Di solito solo guardare quel dipinto la rendeva felice.

Quando Philip l’aveva portato a casa per la prima volta, qualche mese prima, annunciando di averlo acquistato quel pomeriggio (quando mai l’aveva consultata per un grosso acquisto, l’aveva mai consultata?), Renèe si era sentita eccitata e felice. (È un poco ansiosa. Forza, Renèe, ammettilo. Non si era nemmeno dato la pena di chiedere la tua opinione, se pensavi che costasse troppo, che l’avessero derubato, dove appenderlo, nemmeno se ti piacesse.) Lei era corsa a portargli squadra e matita perché potesse prendere le misure e segnare il punto in cui piantare il chiodo, poi l’aveva aiutato ad appendere il grosso dipinto, attenti a non rovinare la parete. Infine si era seduta a studiarlo, lasciando che gliene parlasse, formulando qualche osservazione propria ma tenendosela per sé, per timore che lui la censurasse o la trovasse ridicola. L’autorità in fatto di arte era Philip.

C’era stato un tempo in cui anche lei ne aveva saputo qualcosa, ma ultimamente non se ne era più interessata.
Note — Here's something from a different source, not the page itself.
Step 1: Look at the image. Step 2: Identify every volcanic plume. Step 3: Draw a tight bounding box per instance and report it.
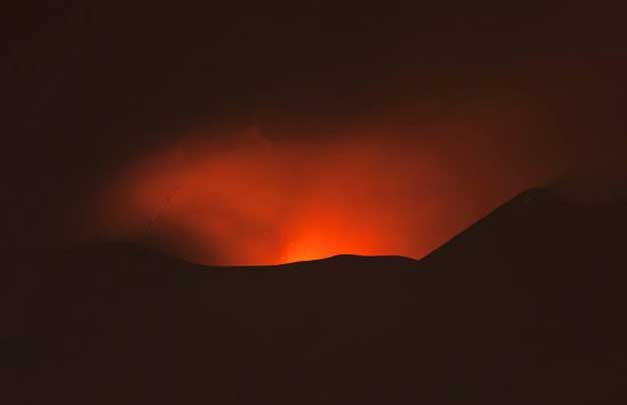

Forse si era lasciata sopraffare dal lato pragmatico dell’esistenza, forse aveva perso il senso delle priorità.

Renèe allontanò lo sguardo dal dipinto. Se normalmente la rendeva felice, quella sera la faceva sentire invece nervosa e anche un po’ triste. Pareva saltarle addosso, puntando un indice colorato e accusatore verso di lei, anche se non sapeva più bene di cosa la accusasse esattamente. Si volse verso Philip, in piedi in mezzo alla stanza, cercando di concentrarsi sulle sue parole per non essere accusata di non ascoltare.

“Scusa, Philip,” disse, sforzandosi di ricordare per cosa dovesse scusarsi, ma decidendo che non importava.

A lei, almeno.

“Mi stai interrompendo.”

“Scusa.”

Interrotto di nuovo. Scusa di nuovo.

Di cosa stavano discutendo? Quando erano cominciate tutte quelle discussioni?

C’era stata un’epoca in cui non litigavano mai, in cui le sue parole erano state dolci, morbide, rassicuranti e amorevoli, non dure, astiose e risentite. Dio, com’erano risentite. Dovrei essere io l’esperta delle parole, pensò. Sono io quella con la borsa piena di trucchi da avvocato. Non è questo che mi sta dicendo?

Non sta parlando della mia abilità a rigirare tutto quello che dice? Affrontalo, Renèe, ti piacciono i confronti, non lo dice sempre anche lui? Non dice che non sono contenta se non metto a disagio gli altri?

Eppure, all’inizio, c’era stato un tempo in cui non litigavano mai.

“Raccontami tutto quello che hai fatto oggi,” aveva detto lui una sera mentre facevano l’amore in tribunale.